I have argued elsewhere that this attempt to draw metaphysically loaded religious conclusions from phenomenological analyses violates the core ideal of phenomenology—namely, the commitment to first-person evidence.Footnote 26 It is for this reason that Heidegger insisted on the fundamental “atheism”Footnote 27 of phenomenology and claimed that mixing theology and philosophy “ruins both”.Footnote 28 Though one might attempt to argue that there are radically unique first-person experiences of the divine that reveal themselves as such, for Heidegger, the phenomenological treatment of such religious phenomena is illegitimate not only because it fails to enact the phenomenological reduction, which requires that we bracket existence claims and theories about transcendent reality, but because it also neglects the equally important eidetic reduction, which considers particular instances of first-person lived experience in order to distill universal rather than idiosyncratic structures of that experience. Thus in Being and Time Heidegger indicates that his analyses of everyday experience will exhibit “not just any accidental structures, but essential ones which, in every kind of Being that factical Dasein may possess, persist as determinative for the character of that being.” (BT 17/38). The reduction is what gives phenomenology its rigor, by restricting its analyses to that which admits of first-person Evidenz for any subject. In other words, it makes possible the universal communicability and assessibility of its claims by restricting the method to the necessary structures of experience as such. It is not a method to explore idiosyncratic, mystical moments. For Heidegger, anything that fails to heed these methodological demands imposed by phenomenology quickly falls into “wishy-washiness, thoughtlessness, and summariness” (OHF, 58), running afoul of Husserl’s original demand for “ultimate self-responsibility.”Footnote 29

With that said, however, so long as we are clear that we are no longer doing phenomenology, we can deploy the results of phenomenological analysis—for instance, the way it undermines scientism by revealing necessary structures of intelligibility that fall outside scientism’s purview—to defend religious belief in the context of a more speculative philosophy of religion. Let us conclude with a sketch of how one might do so. In the first section of this article, I asked a series of skeptical questions of the form, if scientism is true, which is more likely, X or Y? In those questions, X was a religious interpretation of experience and Y was a purely material one, and we found that under the assumption of scientism Y seemed to be the only plausible answer. If we engage in a similar exercise in light of the findings of our phenomenological analyses, our answers might lean in the other direction.

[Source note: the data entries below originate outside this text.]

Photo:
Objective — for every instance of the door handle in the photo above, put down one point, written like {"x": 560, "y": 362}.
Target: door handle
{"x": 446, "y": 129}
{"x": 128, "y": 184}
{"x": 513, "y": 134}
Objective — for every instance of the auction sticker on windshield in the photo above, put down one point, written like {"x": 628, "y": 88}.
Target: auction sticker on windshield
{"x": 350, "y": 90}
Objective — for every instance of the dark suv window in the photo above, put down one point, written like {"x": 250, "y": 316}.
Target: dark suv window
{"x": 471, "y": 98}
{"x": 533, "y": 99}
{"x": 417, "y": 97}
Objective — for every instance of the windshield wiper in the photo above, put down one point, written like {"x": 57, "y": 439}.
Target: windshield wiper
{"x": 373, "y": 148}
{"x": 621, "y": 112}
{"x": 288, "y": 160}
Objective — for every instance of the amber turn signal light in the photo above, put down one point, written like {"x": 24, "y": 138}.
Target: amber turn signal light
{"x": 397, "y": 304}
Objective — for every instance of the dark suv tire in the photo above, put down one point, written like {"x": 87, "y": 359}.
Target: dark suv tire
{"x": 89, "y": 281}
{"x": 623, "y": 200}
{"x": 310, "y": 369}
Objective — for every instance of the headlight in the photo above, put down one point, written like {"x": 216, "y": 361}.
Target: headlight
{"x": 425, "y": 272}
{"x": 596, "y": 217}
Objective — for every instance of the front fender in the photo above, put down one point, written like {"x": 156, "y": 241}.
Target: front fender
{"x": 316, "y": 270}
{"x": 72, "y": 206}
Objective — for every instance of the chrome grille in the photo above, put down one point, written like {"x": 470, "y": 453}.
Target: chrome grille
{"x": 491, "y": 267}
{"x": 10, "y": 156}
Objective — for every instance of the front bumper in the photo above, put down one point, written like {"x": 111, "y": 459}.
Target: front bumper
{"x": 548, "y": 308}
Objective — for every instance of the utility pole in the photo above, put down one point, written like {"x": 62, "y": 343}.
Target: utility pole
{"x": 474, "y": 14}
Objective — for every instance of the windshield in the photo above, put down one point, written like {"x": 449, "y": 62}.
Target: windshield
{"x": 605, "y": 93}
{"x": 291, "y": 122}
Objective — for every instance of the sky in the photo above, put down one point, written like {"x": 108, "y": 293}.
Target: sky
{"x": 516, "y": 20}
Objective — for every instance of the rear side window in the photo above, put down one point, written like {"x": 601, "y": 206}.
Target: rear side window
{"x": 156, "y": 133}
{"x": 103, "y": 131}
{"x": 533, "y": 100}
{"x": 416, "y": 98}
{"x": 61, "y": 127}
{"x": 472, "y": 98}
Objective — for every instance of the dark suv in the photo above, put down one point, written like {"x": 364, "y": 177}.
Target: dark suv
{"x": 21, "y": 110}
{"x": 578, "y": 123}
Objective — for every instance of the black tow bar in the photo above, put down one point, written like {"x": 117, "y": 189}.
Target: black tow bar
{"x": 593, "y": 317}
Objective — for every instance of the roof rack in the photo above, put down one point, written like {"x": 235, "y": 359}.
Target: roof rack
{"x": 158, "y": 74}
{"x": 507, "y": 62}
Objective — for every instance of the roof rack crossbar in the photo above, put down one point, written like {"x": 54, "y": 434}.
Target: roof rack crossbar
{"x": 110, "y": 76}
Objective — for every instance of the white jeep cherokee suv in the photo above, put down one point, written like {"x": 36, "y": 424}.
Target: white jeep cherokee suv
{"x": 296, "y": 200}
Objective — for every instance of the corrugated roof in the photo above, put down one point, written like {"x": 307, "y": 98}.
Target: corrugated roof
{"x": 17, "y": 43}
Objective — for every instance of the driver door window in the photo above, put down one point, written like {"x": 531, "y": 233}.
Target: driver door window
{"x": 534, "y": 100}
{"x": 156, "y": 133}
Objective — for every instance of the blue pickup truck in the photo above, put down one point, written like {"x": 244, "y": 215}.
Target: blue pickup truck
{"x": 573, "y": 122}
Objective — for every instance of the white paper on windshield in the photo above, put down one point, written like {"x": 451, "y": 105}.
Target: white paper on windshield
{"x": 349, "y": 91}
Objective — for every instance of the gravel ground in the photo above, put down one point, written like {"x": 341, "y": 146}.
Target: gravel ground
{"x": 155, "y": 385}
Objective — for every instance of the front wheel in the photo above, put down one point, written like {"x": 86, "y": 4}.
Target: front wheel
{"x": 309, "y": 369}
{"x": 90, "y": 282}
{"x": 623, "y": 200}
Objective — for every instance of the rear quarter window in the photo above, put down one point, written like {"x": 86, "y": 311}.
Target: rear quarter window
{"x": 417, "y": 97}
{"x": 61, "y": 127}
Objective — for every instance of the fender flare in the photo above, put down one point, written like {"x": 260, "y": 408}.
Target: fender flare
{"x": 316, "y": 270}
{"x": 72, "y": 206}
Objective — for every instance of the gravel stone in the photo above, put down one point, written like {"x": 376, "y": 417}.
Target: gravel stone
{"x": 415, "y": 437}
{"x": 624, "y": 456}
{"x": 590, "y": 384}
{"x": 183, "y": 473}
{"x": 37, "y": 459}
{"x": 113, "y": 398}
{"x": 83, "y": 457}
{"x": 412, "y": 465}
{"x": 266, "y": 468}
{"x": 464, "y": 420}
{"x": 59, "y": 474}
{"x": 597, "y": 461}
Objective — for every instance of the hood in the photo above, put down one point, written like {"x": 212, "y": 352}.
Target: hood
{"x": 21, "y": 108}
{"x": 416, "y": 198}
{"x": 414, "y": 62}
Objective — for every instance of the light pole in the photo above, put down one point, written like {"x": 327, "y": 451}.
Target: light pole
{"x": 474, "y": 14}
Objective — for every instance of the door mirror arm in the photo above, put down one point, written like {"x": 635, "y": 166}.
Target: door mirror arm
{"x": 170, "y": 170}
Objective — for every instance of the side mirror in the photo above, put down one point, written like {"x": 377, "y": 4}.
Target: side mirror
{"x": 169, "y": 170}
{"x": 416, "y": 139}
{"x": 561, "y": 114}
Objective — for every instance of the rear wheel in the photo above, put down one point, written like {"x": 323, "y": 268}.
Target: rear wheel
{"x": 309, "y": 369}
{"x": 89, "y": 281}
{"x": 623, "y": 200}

After all, we found above that consciousness—or first-person experience—has access to the a priori and seemingly eternal laws of valid thought and is characterized by intelligibility, mattering, being at issue, self-concern, self-ownership, reasons for action, normative standards for success and failure, an articulated practical identity, normatively ranked values, capacities for deliberation and free commitment, and the feeling of personal responsibility.Footnote 30 Now we can ask ourselves, if human existence is indeed characterized by these things, which is more likely, that this normatively structured mind geared towards knowledge and imbued with a sense of responsibility (a) emerged by chance through purely causal transactions to which it cannot be reduced or (b) that it was the product of a divine intelligence to which it bears some resemblance? One can at least see why so many thinkers past and present have leaned towards (b).

Despite the rising popularity of scientism and its attack on religious belief, a phenomenological analysis of its commitments and the conditions that enable them reveal it to be a philosophically tenuous position. Though phenomenology’s findings regarding the intrinsically normative features of first-person experience—which emerge from but are irreducible to purely natural terms—could never demonstrate the truth of religious belief and thereby remove the need for faith, these findings can nevertheless be used in the kind of argument just sketched, one that at least makes religious belief seem more plausible than a purely naturalistic view of the world and our place in it.